Sans Superellipse Umlo 1 is a very bold, very wide, monoline, upright, normal x-height font.
Keywords: headlines, posters, branding, gaming, ui display, futuristic, tech, industrial, arcade, space-age, sci-fi aesthetic, display impact, systematic geometry, interface styling, rounded corners, squared forms, geometric, high contrast counters, compact apertures.
A geometric sans built from squared, rounded-rectangle forms with consistently softened corners and uniform stroke weight. Curves resolve into superelliptic arcs rather than true circles, giving counters and bowls a boxy, engineered feel. Terminals are predominantly blunt and horizontal/vertical, and many joins are tight, creating compact apertures and crisp interior rectangles (notably in E, B, 8, and 0). The overall rhythm is wide and sturdy, with an emphasis on clear modular shapes over calligraphic nuance.
Best suited to display settings such as headlines, posters, product branding, and gaming or entertainment graphics where a bold, tech-forward voice is desired. It can also work for large UI labels, dashboards, or packaging systems that benefit from sturdy, rounded-square letterforms and an industrial rhythm.
The design projects a futuristic, machine-made tone—confident, synthetic, and slightly retro-digital. Its rounded-square geometry evokes sci‑fi interfaces, arcade graphics, and industrial labeling, balancing friendliness from the soft corners with a hard-edged, technical structure.
The font appears intended to deliver an unmistakably geometric, futuristic display voice using rounded-rectangle construction and consistent stroke logic. Its simplified shapes and tight apertures prioritize impact and stylistic cohesion, aiming for a modern-tech or retro-sci‑fi identity rather than neutral text typography.

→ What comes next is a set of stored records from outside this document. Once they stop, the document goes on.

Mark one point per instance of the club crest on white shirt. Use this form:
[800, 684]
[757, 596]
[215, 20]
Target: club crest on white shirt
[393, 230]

Uppercase and lowercase share a strongly unified construction, with single-storey forms and simplified details that keep the texture dense and uniform. Numerals match the same rounded-rectangular logic, reading like display figures intended to feel consistent with the caps. The typeface holds up best when given room; tight spacing and heavy mass can make interior openings feel small at reduced sizes.